Gebühren

Bad Oldesloe will kostenloses Parken abschaffen

| Lesedauer: 3 Minuten
Autos stehen dicht an dicht auf einem Parkplatz.

Autos stehen dicht an dicht auf einem Parkplatz.

Foto: Soeren Stache / DPA

Die Stellflächen am Bahnhof und an Schulen der Kreisstadt sollen künftig gebührenpflichtig werden. Das soll den Parkdruck verringern.

Bad Oldesloe. Bislang können Pendler am Oldesloer Bahnhof kostenfrei parken. Doch das soll sich jetzt ändern. Denn die Park-and-ride-Plätze werden auch von Anwohnern und Angestellten umliegender Arbeitgeber genutzt. Die Lösung der Stadt, um den Parkdruck zu verringern: Gebühren für alle. Eine politische Entscheidung steht jedoch noch aus.

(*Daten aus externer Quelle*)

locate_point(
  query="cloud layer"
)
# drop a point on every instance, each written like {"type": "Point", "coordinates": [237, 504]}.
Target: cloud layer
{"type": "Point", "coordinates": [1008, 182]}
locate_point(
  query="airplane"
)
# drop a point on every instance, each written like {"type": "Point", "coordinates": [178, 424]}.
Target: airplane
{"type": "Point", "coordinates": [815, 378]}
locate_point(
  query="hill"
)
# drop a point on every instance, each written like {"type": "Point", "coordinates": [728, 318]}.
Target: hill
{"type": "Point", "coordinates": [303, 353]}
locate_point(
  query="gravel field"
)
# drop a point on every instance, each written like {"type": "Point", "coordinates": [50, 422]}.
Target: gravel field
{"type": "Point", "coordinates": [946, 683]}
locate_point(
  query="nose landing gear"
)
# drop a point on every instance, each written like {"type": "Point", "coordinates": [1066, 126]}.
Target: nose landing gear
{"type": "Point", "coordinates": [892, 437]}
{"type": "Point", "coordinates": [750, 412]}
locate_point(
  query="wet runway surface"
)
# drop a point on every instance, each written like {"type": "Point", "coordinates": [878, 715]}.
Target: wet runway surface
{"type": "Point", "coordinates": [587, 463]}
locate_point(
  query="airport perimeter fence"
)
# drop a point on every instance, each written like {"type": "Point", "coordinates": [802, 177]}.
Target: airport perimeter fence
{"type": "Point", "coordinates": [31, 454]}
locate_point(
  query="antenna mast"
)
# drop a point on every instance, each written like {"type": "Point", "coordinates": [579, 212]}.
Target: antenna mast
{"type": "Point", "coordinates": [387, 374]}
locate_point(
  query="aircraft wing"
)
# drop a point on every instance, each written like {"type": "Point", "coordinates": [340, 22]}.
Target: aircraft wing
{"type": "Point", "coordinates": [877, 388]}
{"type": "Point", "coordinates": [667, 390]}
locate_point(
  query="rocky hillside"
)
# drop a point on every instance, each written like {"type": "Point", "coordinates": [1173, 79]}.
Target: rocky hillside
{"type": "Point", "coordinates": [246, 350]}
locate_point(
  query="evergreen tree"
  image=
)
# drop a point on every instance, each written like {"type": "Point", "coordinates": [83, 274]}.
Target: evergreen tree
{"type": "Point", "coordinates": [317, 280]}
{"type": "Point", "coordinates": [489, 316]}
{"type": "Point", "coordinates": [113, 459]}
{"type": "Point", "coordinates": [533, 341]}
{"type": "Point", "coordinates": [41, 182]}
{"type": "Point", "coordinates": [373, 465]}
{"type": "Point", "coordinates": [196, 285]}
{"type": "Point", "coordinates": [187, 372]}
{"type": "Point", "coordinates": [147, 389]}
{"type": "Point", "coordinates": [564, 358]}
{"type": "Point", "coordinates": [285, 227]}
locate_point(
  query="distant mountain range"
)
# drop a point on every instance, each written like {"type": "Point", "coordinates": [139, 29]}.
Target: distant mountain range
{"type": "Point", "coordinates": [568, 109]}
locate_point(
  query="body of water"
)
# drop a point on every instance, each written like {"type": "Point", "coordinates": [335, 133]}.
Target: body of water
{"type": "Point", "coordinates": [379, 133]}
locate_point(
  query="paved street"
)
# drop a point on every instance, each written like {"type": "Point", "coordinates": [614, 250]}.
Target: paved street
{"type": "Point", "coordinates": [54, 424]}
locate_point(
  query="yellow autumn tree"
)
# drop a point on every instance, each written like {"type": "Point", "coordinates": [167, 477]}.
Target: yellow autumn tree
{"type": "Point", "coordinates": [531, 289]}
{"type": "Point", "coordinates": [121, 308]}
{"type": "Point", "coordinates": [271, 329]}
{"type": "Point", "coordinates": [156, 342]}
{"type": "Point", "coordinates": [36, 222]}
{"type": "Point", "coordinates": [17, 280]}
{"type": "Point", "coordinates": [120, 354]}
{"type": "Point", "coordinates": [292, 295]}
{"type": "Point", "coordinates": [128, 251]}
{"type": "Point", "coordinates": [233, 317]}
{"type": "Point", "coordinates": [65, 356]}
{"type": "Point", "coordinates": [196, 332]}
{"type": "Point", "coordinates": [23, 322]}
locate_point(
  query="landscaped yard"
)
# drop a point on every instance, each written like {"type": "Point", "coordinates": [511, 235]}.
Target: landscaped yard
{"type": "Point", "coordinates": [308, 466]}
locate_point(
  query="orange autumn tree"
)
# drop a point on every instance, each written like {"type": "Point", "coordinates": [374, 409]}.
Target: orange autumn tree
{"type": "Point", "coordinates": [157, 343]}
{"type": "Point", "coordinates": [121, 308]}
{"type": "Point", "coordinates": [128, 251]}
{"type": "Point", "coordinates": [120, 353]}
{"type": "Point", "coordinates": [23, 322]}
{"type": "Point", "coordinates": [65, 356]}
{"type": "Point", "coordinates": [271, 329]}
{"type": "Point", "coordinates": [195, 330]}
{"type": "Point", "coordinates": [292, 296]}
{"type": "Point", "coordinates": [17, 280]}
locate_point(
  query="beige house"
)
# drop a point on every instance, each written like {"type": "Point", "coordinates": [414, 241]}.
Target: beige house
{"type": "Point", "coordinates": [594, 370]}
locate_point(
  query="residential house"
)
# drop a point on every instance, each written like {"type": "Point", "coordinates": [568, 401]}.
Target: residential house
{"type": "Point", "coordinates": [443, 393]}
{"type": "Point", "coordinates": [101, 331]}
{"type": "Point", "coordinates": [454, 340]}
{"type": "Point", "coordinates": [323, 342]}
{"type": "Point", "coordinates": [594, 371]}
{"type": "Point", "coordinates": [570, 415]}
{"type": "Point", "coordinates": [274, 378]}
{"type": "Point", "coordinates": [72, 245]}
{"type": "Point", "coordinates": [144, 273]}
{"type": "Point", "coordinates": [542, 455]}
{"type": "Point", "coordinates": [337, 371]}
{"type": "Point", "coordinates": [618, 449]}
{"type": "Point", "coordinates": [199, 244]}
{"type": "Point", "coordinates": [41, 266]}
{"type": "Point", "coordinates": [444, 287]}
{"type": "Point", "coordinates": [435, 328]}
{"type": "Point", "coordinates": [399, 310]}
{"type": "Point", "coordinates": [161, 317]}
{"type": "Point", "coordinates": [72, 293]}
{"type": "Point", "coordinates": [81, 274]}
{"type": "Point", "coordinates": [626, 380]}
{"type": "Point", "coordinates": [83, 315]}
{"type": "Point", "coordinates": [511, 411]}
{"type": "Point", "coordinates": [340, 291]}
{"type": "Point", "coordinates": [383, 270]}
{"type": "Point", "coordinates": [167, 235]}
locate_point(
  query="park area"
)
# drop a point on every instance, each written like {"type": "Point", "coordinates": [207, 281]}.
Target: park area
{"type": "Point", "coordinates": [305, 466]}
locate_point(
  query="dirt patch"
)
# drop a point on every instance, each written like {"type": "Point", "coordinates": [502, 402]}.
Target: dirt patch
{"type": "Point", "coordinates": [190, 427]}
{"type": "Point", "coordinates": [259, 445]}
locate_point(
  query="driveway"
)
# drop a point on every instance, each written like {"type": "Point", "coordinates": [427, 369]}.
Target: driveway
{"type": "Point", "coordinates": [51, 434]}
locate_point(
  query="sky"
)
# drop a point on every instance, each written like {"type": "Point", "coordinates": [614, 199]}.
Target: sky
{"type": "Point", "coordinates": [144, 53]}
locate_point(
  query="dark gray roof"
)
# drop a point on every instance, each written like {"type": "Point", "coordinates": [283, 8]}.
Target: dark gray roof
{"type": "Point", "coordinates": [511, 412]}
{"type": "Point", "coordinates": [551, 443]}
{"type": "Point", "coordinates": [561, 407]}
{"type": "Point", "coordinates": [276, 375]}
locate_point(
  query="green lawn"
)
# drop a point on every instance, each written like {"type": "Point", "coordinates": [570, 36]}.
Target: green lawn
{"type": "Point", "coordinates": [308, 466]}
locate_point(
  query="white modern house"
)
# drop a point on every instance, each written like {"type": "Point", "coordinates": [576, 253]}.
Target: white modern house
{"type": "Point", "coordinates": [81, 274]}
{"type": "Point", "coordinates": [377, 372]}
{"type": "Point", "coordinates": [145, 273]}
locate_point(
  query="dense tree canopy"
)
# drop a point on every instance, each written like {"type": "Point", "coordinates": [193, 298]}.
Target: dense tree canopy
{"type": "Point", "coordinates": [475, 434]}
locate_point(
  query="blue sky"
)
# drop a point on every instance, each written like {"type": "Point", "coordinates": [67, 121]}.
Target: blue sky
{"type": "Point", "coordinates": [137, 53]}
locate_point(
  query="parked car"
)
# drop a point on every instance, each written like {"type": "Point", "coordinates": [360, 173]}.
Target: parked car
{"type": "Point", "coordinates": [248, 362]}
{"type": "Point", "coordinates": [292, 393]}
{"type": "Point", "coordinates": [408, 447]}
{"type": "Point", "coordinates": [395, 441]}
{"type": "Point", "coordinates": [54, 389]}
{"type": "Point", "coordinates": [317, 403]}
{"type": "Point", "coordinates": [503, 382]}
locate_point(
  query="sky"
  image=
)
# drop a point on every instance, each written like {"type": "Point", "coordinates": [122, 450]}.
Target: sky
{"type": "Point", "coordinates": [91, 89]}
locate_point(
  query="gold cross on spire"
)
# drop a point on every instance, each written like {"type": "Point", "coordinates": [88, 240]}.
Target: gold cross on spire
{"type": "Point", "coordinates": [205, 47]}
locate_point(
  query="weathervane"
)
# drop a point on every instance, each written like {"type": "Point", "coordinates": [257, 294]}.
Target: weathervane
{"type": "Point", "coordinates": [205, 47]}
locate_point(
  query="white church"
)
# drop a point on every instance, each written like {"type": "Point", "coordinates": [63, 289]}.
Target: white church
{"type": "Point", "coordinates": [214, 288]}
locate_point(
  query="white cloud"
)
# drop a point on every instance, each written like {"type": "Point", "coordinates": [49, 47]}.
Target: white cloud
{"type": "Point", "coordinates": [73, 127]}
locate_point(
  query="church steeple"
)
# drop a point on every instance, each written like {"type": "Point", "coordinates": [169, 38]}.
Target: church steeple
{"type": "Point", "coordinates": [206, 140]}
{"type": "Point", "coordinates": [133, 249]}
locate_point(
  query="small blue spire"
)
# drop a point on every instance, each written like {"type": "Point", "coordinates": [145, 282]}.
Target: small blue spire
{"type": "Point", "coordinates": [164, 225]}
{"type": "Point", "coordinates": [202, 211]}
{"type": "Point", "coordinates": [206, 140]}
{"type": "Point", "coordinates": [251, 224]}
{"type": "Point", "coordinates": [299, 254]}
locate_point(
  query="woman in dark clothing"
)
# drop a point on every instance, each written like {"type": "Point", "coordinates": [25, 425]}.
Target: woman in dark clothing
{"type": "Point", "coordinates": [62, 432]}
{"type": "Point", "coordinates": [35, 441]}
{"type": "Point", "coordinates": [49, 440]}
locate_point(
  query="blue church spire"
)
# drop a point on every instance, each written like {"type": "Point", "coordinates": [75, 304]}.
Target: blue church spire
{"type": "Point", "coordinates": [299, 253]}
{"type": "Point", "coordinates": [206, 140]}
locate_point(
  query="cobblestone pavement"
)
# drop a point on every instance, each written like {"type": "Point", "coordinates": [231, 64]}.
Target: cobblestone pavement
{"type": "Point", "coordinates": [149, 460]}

Nutzung der geplanten Fahrradparkanlage kostet ebenfalls

Seit Jahren häufen sich in der Oldesloer Stadtverwaltung Beschwerden über die mangelhafte Verfügbarkeit von Stellplätzen am Bahnhof. Bereits am 7 Uhr morgens sind die kostenfreien Plätze in der Regel vollständig belegt. Laut Bürgermeister Jörg Lembke liegt das nicht nur an der steigenden Anzahl von Pendlern, die vom Auto auf die Bahn umsteigen: „Zu einem nicht unerheblichen Teil sind die Parkplätze durch Nutzer belegt, die im näheren Umkreis arbeiten oder wohnen.“ Hinzu kommt der Umstand, dass Oldesloe von auswärtigen Pendlern als Zwischenstopp genutzt wird.

Um den Parkdruck am Bahnhof zu verringern, will die Stadt Parkgebühren einführen. Eine entsprechende „Erweiterung kostenpflichtiger Parkplätze“ hat die Verwaltung jetzt dem Wirtschafts- und Planungsausschuss vorgelegt. Bürgermeister Lembke nannte noch einen anderen Grund: „Die Nutzung der geplanten Fahrradparkanlage wird nicht kostenlos sein.“ Der Bürgermeister hält es daher für ein verkehrspolitisch falsches Signal, Radfahrer mit Gebühren zu belasten, Autofahrer jedoch nicht.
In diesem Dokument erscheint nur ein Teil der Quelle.